The people who got the nation’s attention by giving so bold a witness to forgiveness after the massacre at Mother Emanuel didn’t drop down out of heaven. They were produced here on earth, in lifetimes of listening to sermons by pastors like Pinckney who took seriously their responsibility “to equip God’s people for the work of serving” (Eph. 4:12).
I know a pastor who began his sermon after the Charleston massacre by asking, “How come our Bible studies in this church have not been truthful enough, intense enough, for anybody to want to kill us? Church, we need to figure out how to be so faithful in our life together that the world can look at us and see something that it is not. Our little congregation is called to be a showcase of what a living God can do!”

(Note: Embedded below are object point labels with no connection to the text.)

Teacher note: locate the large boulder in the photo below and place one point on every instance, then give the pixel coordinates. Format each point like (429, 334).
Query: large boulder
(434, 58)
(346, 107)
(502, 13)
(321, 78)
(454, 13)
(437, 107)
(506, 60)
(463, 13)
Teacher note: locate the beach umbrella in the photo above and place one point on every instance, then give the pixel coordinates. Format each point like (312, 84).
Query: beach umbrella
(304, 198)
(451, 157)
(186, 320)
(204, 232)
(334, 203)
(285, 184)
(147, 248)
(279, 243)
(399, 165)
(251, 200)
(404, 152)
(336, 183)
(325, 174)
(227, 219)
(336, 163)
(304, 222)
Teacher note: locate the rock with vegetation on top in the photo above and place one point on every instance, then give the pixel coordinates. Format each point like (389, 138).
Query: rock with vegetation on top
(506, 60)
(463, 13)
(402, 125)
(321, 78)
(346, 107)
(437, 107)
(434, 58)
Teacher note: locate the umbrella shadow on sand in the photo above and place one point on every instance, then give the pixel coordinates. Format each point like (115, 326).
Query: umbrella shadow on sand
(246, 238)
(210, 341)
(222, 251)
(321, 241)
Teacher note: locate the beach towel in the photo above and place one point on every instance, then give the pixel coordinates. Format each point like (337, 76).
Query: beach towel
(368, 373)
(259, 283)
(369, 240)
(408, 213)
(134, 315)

The most world-changing, revolutionary statement we can make is that Jesus reigns; that God, not nations, rules the world.
Christians are “political” because beliefs, including religious beliefs, have political consequences. However, Arnold’s Incarnation sermon is based upon more than that hackneyed, common-sense observation. Arnold assumes that, when storm clouds gather and politicians strut their stuff before adoring audiences, the most world-changing, revolutionary statement we can make is that Jesus reigns; that God, not nations, rules the world; and that even the best of Caesar’s solutions fall short of the kingdom of God. God’s peculiar answer to what’s wrong with the world, God’s exemplification of creative social alternatives, is the church. These sweepingly political claims are more than personal and private. As Arnold says, because we know, through Christ, who God (i.e., reality) is, we “cannot shed blood or tolerate private property,” we “cannot lie or take an oath,” and we must uphold “the faithfulness between a man and woman in a marriage under the church,” because we believe that God, not politics, names what’s really going on.

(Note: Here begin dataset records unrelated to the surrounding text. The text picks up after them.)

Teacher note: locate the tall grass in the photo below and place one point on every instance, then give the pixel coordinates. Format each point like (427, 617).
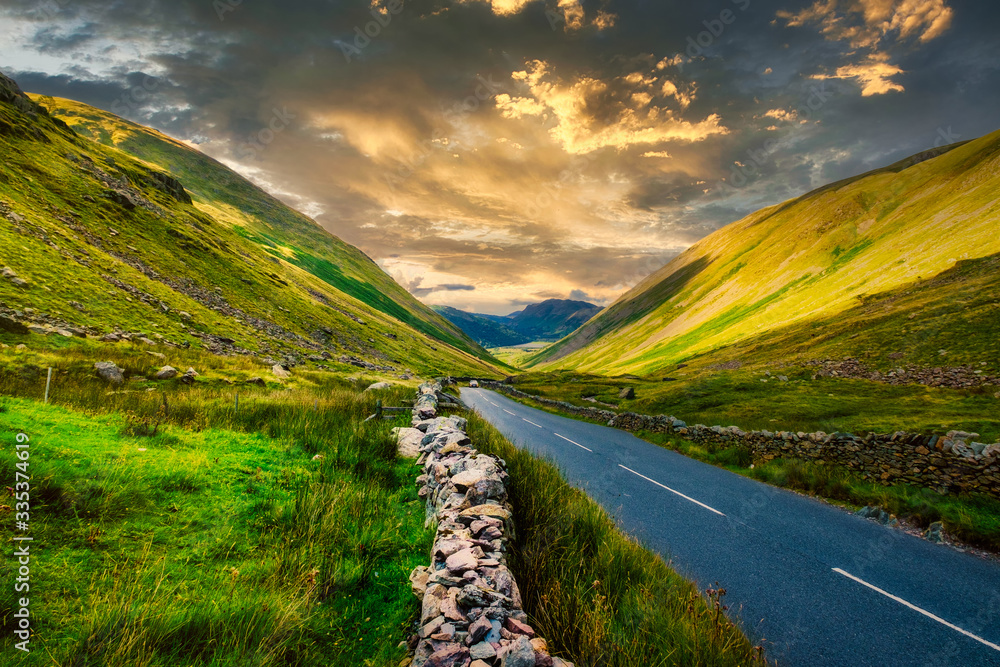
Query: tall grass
(179, 529)
(597, 596)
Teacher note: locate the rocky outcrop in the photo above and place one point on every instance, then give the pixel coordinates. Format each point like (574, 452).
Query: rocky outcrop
(952, 377)
(953, 462)
(109, 372)
(167, 373)
(471, 606)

Returning from a Moral Monday demonstration in Raleigh, North Carolina, where hundreds of us had gathered to once again castigate the state’s political buffoons, I was rather pleased with myself for my courageous (though not costly) political activism. We got them told.
Listening to the radio on the way back, we heard Governor McCrory dismiss our demonstration as “just a bunch of aging hippies from the sixties.” Ouch! Our Trump-wannabe governor bragged that polls showed close to 60 percent support for his right-wing policies.
“Preacher,” said the person I had dragged to Moral Monday with me, “sounds like we don’t need better politicians; we need a better class of voters. Maybe you should stay home and work on your Sunday sermon rather than get arrested in Raleigh.”
I have met the political enemy, and he is… me and my fellow Christians, who find it so hard to embody our convictions, and who, even in our left-wing protests, unintentionally give credence to political scoundrels. If we are going to worship a Savior who is determined to tabernacle among us, to show up and thereby disrupt our settled arrangements with Caesar, then we can’t avoid the mundane, corporeal work of having meetings, forming a congregation that becomes in its life together and its way in the world a visible, breathing, undeniable bodily presence of Christ.
That’s why maybe my most radical, politically significant act is to take Eberhard Arnold as my model: stand up this Sunday and preach that God’s will be done, God’s reign will come on earth as in heaven, whether we like it or not.